しんみりとした表情を見せる竜の姿に私はズキっと心が痛んだ気がした。

「そう。」

私は竜から視線を外した。

「私ね、サイノウがあるーってずっとずっとお母さんに言われてて、すごく嬉しくてさ。サイノウは何でも出来る能力ってお母さんに言われてたの。でもお母さんが死んだ。頑張ってサイノウで目を覚ましてやりたかった。でも。無理があるなって気付いたんだ。」

私は少し早い口調で話す。

「そうか。辛いよな、ごめんな早くお前の気持ちに気付けば良かった。」

「ううん。竜は関係ないよ、私こそごめん。それに分からないんだ、自分がこんなになったことも。お母さんのせいにしちゃうんだよ、最低でしよ。しかもなんか友達もなんかたくらんでるようにしか見えなくてさ。誰も信じられなくて。それで…」

ぐすぐずと気付いたら私は涙を流していた。
すると竜はサラサラの髪をかきあげる。

「お前の話だから俺はあんまり首突っ込まない、お前が主人公の話しだろ?だから俺はその脇役にしかならない存在だ
。だからこそ頼って欲しかった。
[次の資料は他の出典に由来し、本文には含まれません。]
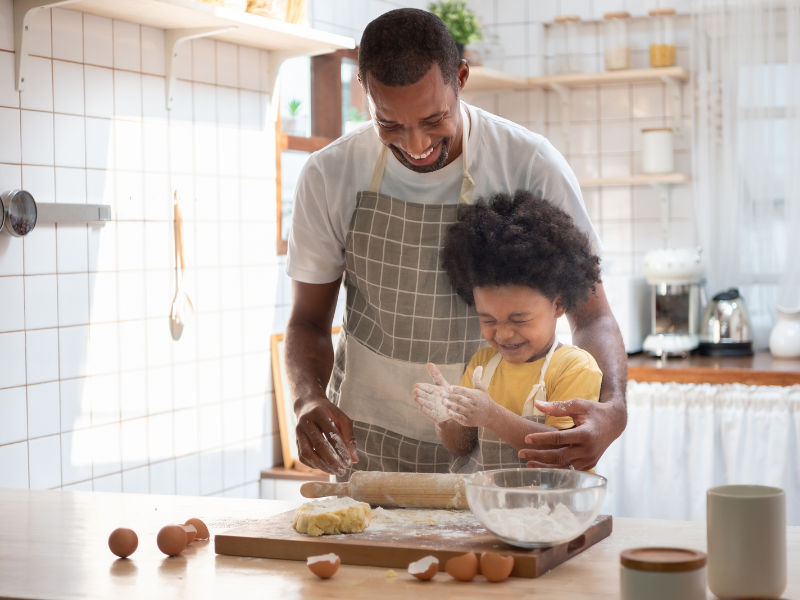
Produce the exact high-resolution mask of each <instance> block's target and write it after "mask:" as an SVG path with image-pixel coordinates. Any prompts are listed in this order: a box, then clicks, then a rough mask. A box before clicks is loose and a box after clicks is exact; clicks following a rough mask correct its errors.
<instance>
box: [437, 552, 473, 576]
mask: <svg viewBox="0 0 800 600" xmlns="http://www.w3.org/2000/svg"><path fill="white" fill-rule="evenodd" d="M444 570H445V571H447V574H448V575H450V577H452V578H453V579H458V580H459V581H472V580H473V579H475V575H477V574H478V557H477V556H475V553H474V552H467V553H466V554H464V555H462V556H456V557H455V558H451V559H450V560H448V561H447V564H446V565H445V567H444Z"/></svg>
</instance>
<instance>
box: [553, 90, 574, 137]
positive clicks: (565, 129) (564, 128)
mask: <svg viewBox="0 0 800 600" xmlns="http://www.w3.org/2000/svg"><path fill="white" fill-rule="evenodd" d="M550 88H551V89H552V90H553V91H555V92H556V93H557V94H558V100H559V103H560V104H561V137H562V139H563V140H564V144H565V145H567V144H569V130H570V114H569V107H570V100H571V97H570V92H569V88H568V87H567V86H565V85H564V84H562V83H551V84H550Z"/></svg>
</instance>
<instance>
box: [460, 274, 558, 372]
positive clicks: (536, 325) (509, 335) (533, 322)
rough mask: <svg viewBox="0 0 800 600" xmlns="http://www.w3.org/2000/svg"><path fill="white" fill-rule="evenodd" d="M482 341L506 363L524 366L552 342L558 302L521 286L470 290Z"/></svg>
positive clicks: (501, 286) (524, 287)
mask: <svg viewBox="0 0 800 600" xmlns="http://www.w3.org/2000/svg"><path fill="white" fill-rule="evenodd" d="M472 293H473V295H474V297H475V308H476V309H477V311H478V316H479V317H480V319H481V333H483V337H484V338H486V341H487V342H489V344H490V345H491V346H492V348H494V349H495V350H497V351H498V352H499V353H500V354H501V356H502V357H503V359H504V360H507V361H508V362H510V363H524V362H527V361H528V360H530V359H531V358H533V357H535V356H537V355H540V354H541V353H542V352H546V351H547V350H549V348H550V344H552V342H553V334H554V333H555V331H556V319H558V318H559V317H560V316H561V315H563V314H564V309H562V308H561V305H560V303H559V302H558V301H557V300H556V301H551V300H548V299H547V298H546V297H545V296H543V295H542V294H540V293H539V292H538V291H536V290H535V289H533V288H530V287H528V286H524V285H500V286H486V287H476V288H474V289H473V290H472Z"/></svg>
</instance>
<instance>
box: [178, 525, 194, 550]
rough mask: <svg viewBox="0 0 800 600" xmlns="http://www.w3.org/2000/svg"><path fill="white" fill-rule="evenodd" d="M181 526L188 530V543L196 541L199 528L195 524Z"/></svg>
mask: <svg viewBox="0 0 800 600" xmlns="http://www.w3.org/2000/svg"><path fill="white" fill-rule="evenodd" d="M181 527H182V528H183V530H184V531H185V532H186V545H187V546H188V545H189V544H191V543H192V542H193V541H194V538H195V536H197V529H195V526H194V525H181Z"/></svg>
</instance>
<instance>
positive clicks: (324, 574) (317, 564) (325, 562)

」

竜は私の涙をそっと手で撫でるようにしてふく。

信じないって決めたばかりなのに、こんな初対面の男を許したくなるなんて、やっぱり私は情けない。
でも信じてもいいかな、この感覚。
初対面とかぶっちゃけ感じなかった。

懐かしい。
君の胸に。


信じないか信じるか。
私が決めよう。
何を言おうが主人公は自分なんだから。